The genetic stability of date palm shoots regenerated from leaves explant

Abstract

The purpose of this research was to develop a micro-propagation method for the date palm Zaghlol cv. using juvenile leaves. To produce the necessary results, different plant growth regulator combinations were used. The leaves were grown on MS medium supplemented with PVP to prevent the explants from browning. The results showed that adding PVP at a concentration of 1.0 g/l considerably reduced browning. On the induction medium, callus formation occurred during the fourth week of culture; however, callus formation (87.5%) was more prevalent on the ¾ MS medium containing with 10.0 mg/l NAA, 1.0 mg/l BA and 2.0 mg/l 2ip. The greatest development of embryogenic callus (94.50%) occurred on a ¾ MS medium supplemented with 5.0 mg/l NAA and 2.0 mg/l BA. The largest fresh callus weight (3.53 g) was produced by this treatment after four months in culture.
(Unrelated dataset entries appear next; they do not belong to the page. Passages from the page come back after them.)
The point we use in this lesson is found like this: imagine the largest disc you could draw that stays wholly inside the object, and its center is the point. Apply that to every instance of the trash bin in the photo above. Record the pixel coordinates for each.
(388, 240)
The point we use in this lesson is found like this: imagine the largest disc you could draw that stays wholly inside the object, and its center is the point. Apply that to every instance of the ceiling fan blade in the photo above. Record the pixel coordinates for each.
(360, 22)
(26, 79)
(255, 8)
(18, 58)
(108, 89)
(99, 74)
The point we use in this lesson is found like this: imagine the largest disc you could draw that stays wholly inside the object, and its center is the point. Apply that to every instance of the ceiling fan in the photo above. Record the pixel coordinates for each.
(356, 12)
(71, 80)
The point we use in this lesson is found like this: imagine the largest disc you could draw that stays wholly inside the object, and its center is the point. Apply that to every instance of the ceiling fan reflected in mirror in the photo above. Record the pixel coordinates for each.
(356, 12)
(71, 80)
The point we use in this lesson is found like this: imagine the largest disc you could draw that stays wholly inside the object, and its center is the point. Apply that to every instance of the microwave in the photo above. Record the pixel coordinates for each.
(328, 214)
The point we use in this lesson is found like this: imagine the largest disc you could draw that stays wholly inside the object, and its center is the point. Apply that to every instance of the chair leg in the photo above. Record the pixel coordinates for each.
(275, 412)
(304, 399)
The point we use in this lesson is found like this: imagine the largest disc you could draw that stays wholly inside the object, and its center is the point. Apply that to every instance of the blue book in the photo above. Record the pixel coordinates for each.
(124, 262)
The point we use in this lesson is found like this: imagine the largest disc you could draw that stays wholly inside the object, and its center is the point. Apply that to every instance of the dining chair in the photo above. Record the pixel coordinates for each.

On MS medium supplemented with 2.0 TDZ, 1.5 BA and 0.5 NAA, which was regarded as the optimum medium for increasing the number of embryos to 32.10 embryos/culture, the best results (65.67%) were obtained. Further investigation into the stimulation and development of somatic embryogenesis involved using MS basal medium supplemented with BA at 0.5 mg/l, kin at 0.1 mg/l and NAA at 0.05 mg/l; this treatment formed the most leaves (20.11 leaf/cluster). The cluster of shoots grown on MS basal medium supplemented with BA at 2.0 mg/l and NAA at 0.5 mg/l had the highest leaf number (34.25 leaf/cluster) and leaves length values after three sub-cultures (4.75 cm). The DNA-based fingerprinting technology ISSR was used to confirm the genetic stability of this protocol. The mother tree and tissue culture-derived shoots evaluated exhibited no differences in the ISSR banding patterns. The micro-propagation method could be used to produce genetically stable date palm plants.